When my father came home he was clearly the head of the house. He led in prayer at the table. He called the family together for devotions. He got us to Sunday School and worship. He drove the car. He guided the family to where we would sit. He made the decision to go to Howard Johnson’s for lunch. He led us to the table. He called for the waitress. He paid the check. He was the one we knew we would reckon with if we broke a family rule or were disrespectful to Mother. These were the happiest times for Mother. Oh, how she rejoiced to have Daddy home! She loved his leadership. Later I learned that the Bible calls this “submission.”

But since my father was gone most of the time, Mother used to do most of those leadership things too. So it never occurred to me that leadership and submission had anything to do with superiority and inferiority. And it didn’t have to do with muscles and skills either. It was not a matter of capabilities and competencies.

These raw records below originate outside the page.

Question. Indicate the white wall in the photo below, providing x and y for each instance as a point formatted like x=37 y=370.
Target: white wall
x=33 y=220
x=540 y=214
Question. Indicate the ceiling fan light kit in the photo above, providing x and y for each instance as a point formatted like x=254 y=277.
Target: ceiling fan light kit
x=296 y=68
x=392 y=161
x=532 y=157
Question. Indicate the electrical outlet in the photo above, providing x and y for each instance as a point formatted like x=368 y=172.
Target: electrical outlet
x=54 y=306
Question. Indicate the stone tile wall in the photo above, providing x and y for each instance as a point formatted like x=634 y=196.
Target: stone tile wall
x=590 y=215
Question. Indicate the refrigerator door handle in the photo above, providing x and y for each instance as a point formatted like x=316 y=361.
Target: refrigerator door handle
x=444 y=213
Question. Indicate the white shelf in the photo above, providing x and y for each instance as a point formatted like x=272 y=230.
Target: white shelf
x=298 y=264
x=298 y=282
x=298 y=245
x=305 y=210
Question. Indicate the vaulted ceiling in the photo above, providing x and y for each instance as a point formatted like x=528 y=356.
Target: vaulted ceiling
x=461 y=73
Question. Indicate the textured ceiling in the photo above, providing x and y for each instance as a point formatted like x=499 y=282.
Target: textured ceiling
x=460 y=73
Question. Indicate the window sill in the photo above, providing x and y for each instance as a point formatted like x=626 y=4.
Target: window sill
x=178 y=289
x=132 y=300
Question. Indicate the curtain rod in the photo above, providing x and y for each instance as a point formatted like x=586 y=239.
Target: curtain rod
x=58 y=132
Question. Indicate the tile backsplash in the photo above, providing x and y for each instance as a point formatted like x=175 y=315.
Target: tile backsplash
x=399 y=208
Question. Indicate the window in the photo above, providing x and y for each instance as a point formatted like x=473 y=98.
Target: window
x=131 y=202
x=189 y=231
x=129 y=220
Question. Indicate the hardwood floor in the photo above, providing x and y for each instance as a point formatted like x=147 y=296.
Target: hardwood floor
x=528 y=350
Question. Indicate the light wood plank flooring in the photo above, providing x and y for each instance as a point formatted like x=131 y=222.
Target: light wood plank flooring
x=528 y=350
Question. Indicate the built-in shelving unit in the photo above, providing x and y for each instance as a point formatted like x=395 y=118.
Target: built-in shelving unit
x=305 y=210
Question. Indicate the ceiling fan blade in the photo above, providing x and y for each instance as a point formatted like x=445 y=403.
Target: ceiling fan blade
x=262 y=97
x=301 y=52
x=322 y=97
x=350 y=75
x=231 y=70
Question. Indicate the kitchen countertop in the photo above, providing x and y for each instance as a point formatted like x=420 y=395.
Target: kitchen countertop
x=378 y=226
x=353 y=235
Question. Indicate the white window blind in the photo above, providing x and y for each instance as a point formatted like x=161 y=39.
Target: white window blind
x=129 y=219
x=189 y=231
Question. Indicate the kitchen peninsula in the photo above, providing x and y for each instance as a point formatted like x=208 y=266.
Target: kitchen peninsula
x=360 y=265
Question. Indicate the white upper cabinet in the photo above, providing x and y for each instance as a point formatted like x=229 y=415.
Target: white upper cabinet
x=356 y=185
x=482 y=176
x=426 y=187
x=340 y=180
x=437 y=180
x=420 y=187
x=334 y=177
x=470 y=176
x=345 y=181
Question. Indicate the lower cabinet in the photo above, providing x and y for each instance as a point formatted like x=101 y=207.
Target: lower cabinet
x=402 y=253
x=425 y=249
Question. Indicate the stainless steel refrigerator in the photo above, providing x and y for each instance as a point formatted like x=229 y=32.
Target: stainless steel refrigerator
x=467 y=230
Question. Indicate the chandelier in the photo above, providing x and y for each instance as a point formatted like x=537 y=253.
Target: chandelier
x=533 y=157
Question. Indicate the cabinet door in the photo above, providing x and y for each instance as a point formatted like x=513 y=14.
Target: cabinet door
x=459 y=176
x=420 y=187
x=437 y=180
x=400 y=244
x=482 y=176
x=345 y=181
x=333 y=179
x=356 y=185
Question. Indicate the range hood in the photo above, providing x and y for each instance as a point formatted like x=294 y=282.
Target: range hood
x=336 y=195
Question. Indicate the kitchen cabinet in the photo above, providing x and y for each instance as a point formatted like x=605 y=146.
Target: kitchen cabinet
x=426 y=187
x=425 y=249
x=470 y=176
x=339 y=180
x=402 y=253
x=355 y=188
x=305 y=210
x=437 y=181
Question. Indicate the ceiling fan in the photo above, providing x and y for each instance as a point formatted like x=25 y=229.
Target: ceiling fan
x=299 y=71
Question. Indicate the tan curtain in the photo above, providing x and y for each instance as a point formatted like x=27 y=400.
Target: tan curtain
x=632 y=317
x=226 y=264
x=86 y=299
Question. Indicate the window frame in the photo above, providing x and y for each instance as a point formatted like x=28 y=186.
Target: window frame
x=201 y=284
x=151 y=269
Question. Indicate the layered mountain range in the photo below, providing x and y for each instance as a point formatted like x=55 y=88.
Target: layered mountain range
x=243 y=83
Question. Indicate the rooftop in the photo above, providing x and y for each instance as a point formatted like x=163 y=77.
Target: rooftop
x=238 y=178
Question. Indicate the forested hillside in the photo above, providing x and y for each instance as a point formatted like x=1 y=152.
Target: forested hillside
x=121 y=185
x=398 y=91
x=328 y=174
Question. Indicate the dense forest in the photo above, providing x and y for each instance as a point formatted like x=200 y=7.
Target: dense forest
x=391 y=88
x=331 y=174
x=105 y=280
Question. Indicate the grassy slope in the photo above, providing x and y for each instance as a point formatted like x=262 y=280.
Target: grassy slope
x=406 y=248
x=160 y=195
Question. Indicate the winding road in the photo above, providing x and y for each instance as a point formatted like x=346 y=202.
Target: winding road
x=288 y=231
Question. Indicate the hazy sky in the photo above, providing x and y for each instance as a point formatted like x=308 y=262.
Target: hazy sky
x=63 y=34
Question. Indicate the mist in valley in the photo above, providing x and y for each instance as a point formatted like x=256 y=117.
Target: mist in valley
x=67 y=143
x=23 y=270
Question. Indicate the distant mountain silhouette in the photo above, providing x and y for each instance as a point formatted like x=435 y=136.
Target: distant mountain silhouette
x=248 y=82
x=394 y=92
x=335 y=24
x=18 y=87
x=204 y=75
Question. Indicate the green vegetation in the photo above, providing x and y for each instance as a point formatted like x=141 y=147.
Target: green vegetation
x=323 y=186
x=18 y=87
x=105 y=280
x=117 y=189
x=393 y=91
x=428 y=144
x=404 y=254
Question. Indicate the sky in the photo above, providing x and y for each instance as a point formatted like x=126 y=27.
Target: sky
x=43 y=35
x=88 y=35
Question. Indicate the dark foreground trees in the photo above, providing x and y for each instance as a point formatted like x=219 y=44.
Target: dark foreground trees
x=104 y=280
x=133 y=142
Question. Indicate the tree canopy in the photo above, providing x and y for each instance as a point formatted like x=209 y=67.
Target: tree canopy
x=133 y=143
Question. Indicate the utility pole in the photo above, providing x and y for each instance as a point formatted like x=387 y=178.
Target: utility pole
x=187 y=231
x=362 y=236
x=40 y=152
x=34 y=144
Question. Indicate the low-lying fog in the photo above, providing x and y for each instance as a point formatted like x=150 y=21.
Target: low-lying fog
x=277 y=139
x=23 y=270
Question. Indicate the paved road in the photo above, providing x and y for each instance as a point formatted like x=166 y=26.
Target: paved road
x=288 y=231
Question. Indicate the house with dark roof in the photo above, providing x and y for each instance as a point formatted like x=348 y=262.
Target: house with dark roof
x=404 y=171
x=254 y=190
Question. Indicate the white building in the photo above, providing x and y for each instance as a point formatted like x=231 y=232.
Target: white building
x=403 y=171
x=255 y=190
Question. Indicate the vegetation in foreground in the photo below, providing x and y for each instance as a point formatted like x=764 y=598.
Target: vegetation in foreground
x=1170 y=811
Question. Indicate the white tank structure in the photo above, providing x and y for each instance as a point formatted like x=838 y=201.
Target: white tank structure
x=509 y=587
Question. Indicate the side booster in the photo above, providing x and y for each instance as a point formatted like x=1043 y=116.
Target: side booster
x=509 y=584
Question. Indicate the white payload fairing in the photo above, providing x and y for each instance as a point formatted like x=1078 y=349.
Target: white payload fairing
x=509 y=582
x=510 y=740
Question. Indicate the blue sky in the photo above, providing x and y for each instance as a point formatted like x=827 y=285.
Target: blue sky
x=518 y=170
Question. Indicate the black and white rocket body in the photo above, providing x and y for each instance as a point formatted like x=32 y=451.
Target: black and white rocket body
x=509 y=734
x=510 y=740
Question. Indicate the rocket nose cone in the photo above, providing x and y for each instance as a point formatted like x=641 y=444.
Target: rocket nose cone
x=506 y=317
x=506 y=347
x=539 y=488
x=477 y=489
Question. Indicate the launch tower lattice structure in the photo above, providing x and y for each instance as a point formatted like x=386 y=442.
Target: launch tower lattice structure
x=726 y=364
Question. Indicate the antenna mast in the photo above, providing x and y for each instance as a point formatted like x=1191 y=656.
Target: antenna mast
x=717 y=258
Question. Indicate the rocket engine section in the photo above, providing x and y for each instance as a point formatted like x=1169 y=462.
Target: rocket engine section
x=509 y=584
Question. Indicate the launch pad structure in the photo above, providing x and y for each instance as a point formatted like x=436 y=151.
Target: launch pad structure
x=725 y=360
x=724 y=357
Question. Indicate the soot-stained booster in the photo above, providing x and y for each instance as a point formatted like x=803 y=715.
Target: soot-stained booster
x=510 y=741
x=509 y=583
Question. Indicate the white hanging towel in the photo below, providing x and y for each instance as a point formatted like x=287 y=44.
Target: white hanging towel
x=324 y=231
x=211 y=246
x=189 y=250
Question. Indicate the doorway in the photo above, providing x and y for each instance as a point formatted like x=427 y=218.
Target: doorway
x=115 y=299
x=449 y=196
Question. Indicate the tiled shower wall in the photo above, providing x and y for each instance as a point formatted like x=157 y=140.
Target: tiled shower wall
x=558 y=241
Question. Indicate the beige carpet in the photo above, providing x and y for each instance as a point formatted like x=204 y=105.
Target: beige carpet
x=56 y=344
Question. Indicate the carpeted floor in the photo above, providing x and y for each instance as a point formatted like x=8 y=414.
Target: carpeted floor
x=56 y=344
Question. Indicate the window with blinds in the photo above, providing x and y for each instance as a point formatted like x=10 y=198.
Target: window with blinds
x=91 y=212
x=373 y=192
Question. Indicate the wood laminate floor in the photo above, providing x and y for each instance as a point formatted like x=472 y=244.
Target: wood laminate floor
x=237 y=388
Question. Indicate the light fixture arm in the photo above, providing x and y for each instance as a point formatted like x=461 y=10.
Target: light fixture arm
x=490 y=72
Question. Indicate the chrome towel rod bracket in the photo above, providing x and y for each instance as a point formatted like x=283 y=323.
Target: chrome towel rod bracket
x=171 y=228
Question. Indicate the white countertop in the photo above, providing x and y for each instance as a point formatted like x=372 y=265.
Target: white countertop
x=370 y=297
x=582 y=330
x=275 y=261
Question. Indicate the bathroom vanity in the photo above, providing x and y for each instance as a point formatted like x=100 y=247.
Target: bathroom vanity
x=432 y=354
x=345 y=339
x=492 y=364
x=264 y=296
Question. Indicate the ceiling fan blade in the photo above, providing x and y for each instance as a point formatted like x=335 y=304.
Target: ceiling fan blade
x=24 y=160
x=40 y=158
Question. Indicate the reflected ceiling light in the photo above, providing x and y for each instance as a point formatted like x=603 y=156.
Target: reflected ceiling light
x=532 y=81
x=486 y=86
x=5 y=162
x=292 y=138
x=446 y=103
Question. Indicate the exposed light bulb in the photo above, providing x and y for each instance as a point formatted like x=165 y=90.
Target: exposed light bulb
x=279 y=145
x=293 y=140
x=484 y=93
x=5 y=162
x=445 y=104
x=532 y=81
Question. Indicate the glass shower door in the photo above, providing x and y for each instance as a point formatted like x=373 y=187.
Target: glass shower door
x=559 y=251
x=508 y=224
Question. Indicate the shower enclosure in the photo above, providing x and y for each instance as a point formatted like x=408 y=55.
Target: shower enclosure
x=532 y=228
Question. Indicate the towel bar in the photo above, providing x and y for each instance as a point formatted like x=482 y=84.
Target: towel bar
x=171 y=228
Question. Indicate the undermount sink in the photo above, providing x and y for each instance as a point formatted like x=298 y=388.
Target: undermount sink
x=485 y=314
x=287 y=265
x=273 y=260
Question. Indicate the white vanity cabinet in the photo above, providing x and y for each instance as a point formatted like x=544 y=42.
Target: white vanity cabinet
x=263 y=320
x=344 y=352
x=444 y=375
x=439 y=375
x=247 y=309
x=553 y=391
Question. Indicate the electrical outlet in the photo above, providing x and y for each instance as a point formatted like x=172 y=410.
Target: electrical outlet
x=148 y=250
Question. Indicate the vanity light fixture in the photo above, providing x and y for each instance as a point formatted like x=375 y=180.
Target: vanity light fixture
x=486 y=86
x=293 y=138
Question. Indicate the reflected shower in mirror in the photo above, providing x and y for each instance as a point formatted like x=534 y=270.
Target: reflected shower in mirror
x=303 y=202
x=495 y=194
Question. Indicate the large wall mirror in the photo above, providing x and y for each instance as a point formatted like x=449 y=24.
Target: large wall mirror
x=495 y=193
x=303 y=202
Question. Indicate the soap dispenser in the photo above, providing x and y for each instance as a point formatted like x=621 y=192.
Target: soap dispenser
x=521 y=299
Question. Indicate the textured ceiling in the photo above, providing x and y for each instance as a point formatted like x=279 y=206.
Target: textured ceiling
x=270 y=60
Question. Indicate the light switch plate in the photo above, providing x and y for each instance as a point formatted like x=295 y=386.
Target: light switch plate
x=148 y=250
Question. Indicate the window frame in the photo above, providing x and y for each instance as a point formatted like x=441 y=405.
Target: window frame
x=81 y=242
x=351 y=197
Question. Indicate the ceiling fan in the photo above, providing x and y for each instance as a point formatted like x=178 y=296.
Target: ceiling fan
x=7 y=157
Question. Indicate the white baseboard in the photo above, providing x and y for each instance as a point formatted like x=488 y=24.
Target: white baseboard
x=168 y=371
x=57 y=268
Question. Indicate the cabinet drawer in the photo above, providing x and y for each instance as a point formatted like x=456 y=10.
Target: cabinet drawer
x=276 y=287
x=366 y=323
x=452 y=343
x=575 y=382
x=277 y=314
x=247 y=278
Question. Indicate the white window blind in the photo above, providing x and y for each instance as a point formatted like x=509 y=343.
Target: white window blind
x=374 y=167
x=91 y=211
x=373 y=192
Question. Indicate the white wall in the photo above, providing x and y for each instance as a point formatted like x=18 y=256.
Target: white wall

It had to do with something I could never have explained as a child. And I have been a long time in coming to understand it as part of God’s great goodness in creating us male and female. It had to do with something very deep. I know that the specific rhythm of life that was in our home is not the only good one. But there were dimensions of reality and goodness in it that ought to be there in every home. Indeed they ought to be there in varying ways in all mature relationships between men and women.

I say “ought to be there” because I now see that they were rooted in God. Over the years I have come to see from Scripture and from life that manhood and womanhood are the beautiful handiwork of a good and loving God. He designed our differences and they are profound. They are not mere physiological prerequisites for sexual union. They go to the root of our personhood.

Excerpted from John Piper, Recovering Biblical Manhood & Womanhood (Wheaton: Crossway, 1991), 31–32.

May God enable our churches and our homes to reflect His glory in living out His design for manhood and womanhood. Let’s not just know that God’s truth is true, let’s demonstrate that God’s truth is true.